Critical Tag Management Basics for Experience Businesses
For businesses to deliver top-notch customer experiences, the technologies used to deliver those experiences must work well, work together, and be easily managed.
Tags 101: tagging basics.
Tags point your web browser to different content or functionality. One tag might activate a video player, another a chat service, or the tracking of a certain customer behavior (like clicking on a button). In short, tags are what make your web technologies run. When you use Adobe Analytics, tags are used to measure key metrics on a page. If the tag isn’t there, the analytics platform doesn’t have anything to analyze.
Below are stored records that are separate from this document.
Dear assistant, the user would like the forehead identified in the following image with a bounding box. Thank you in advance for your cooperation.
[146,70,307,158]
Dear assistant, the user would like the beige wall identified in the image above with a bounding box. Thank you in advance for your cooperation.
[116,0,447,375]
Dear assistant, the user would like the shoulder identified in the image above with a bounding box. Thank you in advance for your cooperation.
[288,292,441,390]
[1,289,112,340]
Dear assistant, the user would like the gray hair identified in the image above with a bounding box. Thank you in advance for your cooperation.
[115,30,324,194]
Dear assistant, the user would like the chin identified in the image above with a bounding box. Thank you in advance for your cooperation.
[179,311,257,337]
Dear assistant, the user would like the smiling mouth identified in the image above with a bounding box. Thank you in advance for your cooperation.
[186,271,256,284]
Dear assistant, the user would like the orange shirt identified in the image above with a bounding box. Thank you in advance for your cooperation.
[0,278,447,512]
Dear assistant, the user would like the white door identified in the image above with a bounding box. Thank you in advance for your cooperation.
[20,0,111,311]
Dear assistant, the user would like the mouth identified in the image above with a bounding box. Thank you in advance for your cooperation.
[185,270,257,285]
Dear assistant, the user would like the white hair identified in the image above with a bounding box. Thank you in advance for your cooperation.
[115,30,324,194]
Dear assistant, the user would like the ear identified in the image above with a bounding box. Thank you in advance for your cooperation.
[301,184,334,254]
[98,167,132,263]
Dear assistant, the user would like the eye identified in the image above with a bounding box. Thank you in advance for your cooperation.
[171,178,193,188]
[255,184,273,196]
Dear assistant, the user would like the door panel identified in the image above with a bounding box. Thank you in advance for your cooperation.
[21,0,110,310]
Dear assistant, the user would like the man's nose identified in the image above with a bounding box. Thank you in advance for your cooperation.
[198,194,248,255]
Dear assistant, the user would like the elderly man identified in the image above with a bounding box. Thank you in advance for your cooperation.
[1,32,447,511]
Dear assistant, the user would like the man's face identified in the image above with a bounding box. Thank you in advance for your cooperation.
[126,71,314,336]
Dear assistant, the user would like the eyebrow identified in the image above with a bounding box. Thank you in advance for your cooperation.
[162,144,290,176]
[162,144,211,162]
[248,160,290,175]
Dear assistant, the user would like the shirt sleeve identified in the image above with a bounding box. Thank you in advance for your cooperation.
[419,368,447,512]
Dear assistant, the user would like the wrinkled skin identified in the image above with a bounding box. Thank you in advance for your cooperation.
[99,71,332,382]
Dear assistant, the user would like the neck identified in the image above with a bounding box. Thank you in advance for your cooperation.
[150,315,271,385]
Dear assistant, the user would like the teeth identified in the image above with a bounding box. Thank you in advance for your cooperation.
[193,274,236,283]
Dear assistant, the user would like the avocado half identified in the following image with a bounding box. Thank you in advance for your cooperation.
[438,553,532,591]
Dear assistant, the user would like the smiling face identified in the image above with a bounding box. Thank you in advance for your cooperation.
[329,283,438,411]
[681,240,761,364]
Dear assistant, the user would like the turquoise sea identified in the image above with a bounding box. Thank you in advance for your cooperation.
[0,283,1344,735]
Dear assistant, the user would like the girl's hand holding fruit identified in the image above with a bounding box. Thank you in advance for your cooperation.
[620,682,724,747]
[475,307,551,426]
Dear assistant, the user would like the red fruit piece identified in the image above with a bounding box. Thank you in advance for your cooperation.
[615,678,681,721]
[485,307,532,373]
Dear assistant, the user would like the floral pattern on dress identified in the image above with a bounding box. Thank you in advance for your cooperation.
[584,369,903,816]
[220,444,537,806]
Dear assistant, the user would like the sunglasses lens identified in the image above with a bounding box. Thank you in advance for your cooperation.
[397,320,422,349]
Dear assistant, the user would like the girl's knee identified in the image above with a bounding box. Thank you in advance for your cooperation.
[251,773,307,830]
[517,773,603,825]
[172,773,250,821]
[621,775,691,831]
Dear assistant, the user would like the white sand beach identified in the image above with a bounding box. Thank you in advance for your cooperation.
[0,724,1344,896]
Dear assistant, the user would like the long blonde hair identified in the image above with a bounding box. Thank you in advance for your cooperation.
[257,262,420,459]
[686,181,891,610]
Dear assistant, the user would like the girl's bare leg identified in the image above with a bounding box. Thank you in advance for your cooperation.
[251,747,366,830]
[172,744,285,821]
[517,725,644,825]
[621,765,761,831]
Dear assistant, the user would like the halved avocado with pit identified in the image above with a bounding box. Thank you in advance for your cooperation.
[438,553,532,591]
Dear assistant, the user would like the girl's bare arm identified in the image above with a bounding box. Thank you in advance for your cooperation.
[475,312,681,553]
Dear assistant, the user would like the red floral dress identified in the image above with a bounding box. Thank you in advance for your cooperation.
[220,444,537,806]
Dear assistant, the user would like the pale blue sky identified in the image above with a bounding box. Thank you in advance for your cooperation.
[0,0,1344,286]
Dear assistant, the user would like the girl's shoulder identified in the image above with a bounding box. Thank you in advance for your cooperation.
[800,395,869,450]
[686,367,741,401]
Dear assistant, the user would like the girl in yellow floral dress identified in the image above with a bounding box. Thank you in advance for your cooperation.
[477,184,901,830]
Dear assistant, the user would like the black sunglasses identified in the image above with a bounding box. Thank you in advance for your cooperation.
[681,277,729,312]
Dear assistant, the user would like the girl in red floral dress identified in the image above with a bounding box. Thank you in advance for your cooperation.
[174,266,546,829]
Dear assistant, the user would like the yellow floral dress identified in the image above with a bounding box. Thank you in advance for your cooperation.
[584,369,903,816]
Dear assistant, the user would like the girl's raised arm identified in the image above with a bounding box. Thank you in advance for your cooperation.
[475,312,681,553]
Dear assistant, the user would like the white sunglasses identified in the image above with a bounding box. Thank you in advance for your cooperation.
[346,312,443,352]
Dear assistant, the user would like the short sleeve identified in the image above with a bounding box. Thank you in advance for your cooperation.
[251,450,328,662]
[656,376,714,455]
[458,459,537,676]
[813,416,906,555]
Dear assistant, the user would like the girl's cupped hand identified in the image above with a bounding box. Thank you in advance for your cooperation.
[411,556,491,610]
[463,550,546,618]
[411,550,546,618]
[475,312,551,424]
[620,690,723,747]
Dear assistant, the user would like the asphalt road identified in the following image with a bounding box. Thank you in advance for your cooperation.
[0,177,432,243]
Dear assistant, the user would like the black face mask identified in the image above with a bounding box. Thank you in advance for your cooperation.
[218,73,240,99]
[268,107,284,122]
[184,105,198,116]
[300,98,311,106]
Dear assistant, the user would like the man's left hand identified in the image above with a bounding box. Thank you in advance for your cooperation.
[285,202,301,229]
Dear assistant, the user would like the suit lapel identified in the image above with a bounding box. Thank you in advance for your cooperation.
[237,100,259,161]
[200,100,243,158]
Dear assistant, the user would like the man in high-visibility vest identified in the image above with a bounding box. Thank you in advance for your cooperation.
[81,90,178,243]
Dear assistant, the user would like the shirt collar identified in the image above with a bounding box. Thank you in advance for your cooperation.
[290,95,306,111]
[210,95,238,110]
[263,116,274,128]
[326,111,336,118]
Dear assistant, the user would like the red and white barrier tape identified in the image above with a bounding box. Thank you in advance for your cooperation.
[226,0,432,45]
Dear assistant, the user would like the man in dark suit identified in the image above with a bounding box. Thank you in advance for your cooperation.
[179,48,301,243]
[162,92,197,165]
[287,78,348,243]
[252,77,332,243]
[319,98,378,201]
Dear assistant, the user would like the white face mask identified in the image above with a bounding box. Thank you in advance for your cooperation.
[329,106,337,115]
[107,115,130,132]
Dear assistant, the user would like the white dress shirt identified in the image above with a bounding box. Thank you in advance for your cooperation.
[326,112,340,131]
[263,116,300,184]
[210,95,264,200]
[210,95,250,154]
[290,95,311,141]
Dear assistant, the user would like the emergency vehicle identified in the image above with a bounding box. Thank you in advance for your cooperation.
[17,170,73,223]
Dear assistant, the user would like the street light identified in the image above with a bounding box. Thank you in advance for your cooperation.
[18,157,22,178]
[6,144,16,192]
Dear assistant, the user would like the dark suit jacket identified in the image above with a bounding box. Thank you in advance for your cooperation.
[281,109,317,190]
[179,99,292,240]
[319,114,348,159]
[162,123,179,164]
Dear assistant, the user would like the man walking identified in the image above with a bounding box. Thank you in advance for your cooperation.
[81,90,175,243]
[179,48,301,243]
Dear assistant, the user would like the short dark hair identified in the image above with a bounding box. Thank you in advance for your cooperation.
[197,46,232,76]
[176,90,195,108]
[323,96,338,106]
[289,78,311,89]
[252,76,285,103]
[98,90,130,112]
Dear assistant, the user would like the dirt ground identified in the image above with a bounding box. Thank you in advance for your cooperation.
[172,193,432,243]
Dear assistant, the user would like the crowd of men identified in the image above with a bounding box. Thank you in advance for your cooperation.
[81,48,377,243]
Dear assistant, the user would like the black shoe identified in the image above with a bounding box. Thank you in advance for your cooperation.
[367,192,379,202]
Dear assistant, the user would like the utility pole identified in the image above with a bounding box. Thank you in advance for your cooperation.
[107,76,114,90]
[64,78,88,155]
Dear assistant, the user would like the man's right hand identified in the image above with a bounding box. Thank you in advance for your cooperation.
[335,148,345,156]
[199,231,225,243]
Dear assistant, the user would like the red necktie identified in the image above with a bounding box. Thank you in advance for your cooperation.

The difficulty with tags is that they often need to be updated when the underlying technology is updated. If you have a single tag on a single web page, this isn’t a problem. But many companies have hundreds of web pages, each with dozens of tags. As a result, even simple updates can take weeks, or even months to implement.
Given the rapidly increasing customer expectations we see today, it’s unlikely brands can optimize for one increasing expectation before the next is already upon them. The result is that it’s nearly impossible to keep up and offer always-exceptional digital experiences through manual processes.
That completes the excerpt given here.